Nature's help: Seaweed speeds breakdown of DDT in polluted soil

I bet if we look hard enough, we will eventually find a natural solution to a lot of the problems we’ve created with our chemical creations. In the April, 2004 Journal of Chemical Technology and Biotechnology you find this on how seaweed can speed up the neutralizing process: ‘DDT gets into this ‘box,’ so the microbes that would normally break it down can’t get at it. Seaweed has sodium in it. Sodium opens that box. It separates the tightly bound matrix that holds soil particles together and allows microbes to get in.”

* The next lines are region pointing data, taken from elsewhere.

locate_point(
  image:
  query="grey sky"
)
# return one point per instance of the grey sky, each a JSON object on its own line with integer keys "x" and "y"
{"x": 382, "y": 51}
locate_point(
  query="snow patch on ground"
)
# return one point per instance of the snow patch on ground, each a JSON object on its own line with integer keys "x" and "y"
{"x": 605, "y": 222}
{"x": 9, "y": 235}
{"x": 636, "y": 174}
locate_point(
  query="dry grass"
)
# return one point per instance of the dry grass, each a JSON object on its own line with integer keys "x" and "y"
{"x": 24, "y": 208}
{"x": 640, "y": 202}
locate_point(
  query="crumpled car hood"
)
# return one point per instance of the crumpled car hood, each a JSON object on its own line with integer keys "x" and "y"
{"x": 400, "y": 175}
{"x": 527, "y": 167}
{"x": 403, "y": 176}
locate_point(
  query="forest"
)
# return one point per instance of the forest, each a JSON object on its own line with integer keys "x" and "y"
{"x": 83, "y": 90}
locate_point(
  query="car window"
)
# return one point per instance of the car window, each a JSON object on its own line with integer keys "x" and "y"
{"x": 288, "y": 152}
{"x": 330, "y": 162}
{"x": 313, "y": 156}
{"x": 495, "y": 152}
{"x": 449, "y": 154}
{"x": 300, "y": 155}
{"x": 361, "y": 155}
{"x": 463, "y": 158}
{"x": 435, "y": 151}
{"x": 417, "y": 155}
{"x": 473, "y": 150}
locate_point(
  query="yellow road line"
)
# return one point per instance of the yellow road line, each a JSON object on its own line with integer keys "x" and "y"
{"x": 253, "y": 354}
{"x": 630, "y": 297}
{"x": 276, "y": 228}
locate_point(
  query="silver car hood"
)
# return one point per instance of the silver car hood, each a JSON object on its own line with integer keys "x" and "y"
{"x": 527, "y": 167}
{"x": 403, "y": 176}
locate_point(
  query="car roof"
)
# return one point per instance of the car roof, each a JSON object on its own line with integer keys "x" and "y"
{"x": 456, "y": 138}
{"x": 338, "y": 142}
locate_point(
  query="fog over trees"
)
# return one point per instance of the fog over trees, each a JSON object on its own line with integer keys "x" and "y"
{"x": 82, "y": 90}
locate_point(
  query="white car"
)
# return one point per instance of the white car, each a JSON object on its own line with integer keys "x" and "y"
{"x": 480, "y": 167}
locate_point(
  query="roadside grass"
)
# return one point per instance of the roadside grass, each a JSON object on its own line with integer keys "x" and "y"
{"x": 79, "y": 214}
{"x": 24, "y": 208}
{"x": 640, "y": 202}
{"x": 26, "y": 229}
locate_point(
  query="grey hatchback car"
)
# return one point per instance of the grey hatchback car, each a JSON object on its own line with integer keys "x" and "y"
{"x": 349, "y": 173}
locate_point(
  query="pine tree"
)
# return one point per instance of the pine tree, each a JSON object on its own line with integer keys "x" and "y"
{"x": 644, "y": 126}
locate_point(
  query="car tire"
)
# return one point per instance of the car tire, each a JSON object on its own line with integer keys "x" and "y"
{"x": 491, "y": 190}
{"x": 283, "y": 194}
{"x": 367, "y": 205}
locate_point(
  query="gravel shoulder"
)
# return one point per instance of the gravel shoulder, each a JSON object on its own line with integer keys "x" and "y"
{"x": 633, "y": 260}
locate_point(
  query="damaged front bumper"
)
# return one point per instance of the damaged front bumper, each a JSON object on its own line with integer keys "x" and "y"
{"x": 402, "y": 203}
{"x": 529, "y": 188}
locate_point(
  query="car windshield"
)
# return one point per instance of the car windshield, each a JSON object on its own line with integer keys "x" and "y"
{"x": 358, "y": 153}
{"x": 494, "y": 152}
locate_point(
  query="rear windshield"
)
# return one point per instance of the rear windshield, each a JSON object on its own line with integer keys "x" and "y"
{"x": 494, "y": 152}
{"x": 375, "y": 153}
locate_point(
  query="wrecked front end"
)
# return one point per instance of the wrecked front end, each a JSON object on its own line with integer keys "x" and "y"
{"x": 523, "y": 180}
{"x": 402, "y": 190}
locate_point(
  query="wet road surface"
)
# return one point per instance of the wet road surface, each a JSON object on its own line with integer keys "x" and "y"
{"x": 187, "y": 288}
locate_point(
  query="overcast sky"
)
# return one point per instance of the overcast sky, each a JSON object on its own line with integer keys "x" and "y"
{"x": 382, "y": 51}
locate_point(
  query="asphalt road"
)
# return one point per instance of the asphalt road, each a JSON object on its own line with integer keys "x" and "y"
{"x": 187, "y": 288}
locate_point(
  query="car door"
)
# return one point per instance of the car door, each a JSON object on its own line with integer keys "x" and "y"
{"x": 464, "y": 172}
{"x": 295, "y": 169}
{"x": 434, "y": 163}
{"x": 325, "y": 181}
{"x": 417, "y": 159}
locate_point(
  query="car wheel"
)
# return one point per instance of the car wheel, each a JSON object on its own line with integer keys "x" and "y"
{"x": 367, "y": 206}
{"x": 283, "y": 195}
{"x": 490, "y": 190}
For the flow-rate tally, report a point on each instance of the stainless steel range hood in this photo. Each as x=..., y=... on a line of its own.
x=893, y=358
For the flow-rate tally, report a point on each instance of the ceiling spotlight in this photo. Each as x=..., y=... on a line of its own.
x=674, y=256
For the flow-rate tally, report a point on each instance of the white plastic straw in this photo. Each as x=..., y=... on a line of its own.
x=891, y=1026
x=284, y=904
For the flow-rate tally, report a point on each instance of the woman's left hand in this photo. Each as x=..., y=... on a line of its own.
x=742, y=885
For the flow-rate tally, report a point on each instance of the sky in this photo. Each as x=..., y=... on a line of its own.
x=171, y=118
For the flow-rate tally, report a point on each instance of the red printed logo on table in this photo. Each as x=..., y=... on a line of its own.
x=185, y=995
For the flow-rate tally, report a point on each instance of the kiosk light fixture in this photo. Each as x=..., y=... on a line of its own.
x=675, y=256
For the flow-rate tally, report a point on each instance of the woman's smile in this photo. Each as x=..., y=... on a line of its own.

My dad was a farmer in his retirement–just a little half-acre garden in deep-sandy-soil Indiana. He tried his best always to identify and use natural ways to battle the Japanese bettles and the moles and chipmunks and fungi and viruses. The local county extension agent probably got tired of all his calls. But dad lived on the land, so he knew and respected it. As we isolate ourselves form the earth with technology and offices and buildings, we forget to ask Nature for help.

The rise of “green” and “sustainable” as respected business terms is a good sign. But nothing will make us smarter like actually being in contact with the earth. That’s where bioscientists have an edge–they deal with life in all its myriad forms every day.

High risk, yes. Immeasurable returns, yes, indeed.